本当は空腹なんてどうでも良かったが、他に何も考えたくなかったのかもしれない…
焼けた焦げた柱にもたれて、まだ幼い少年だった俺は蹲っていた。
ここには俺の家があった場所だ。
だが、もう原型を留めていない。
視線を少し上げると、無惨に破壊された村の光景が広がっていた。
昨日までの穏やかな村の風景がまるで嘘のようだ。
村の所々に死体が転がっている。
俺以外の村人は全員死んだ。
一瞬の出来事だった…
朝の食事を終え、畑仕事を手伝おうと父さんと家の外へ出た瞬間、大きなドラゴンが村に降りたってきたのだ。
北の山の主であるドラゴン。
そして、気がついた頃にはドラゴンはいなくなり、村はこの悲惨な光景へと変わっていた。

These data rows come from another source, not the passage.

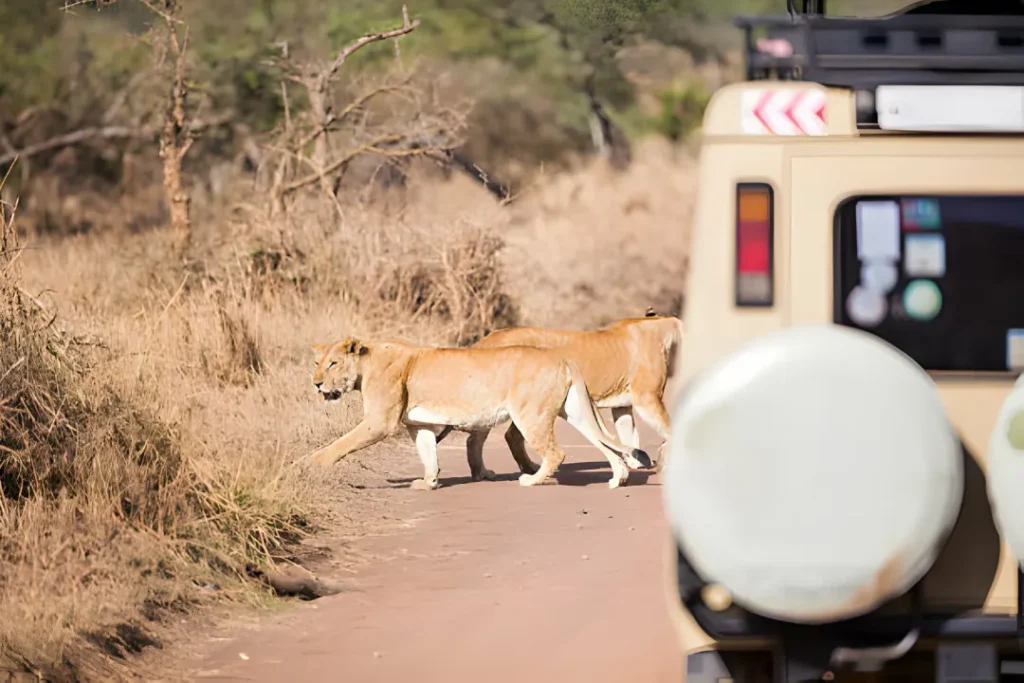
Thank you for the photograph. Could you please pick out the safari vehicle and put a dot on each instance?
(845, 480)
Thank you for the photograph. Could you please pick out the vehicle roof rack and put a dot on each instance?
(943, 42)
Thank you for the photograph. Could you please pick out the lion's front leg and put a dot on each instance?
(364, 434)
(426, 447)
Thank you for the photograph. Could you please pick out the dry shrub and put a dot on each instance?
(110, 513)
(457, 286)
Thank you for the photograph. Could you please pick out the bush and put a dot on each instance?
(110, 515)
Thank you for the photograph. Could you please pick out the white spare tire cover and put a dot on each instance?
(1006, 470)
(813, 473)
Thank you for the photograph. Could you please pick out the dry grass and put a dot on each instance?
(143, 458)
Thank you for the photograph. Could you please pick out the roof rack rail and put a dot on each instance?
(907, 48)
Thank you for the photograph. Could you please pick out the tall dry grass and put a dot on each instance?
(148, 411)
(114, 512)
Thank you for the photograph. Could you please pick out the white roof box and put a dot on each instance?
(813, 474)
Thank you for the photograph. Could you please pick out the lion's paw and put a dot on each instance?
(484, 475)
(529, 468)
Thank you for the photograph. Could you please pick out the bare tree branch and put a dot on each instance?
(373, 146)
(407, 28)
(74, 137)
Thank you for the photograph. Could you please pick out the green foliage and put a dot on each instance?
(514, 56)
(682, 110)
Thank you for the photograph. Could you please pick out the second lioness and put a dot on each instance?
(626, 367)
(429, 390)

父さんも母さんも…妹や弟もドラゴンの火に焼かれてしまった…
幼馴染のエレンも見つけた時には亡骸となっていた…
俺以外の村人全員がドラゴンに殺されたのだ。
しかし、家族や村人たちを奪われた怒りよりも恐怖が俺を支配していた…
いつ、またドラゴンが来るか分からない…
…もし、生き残った俺を見たら、次は容赦なく殺されるだろう。
そう思うと、夜になってもこの場から震えて動けなかった。
両手で耳を塞いだまま、ひたすら身を潜める。
やがて、眠気に襲われて寝てしまい、目が覚めたら朝になっていた。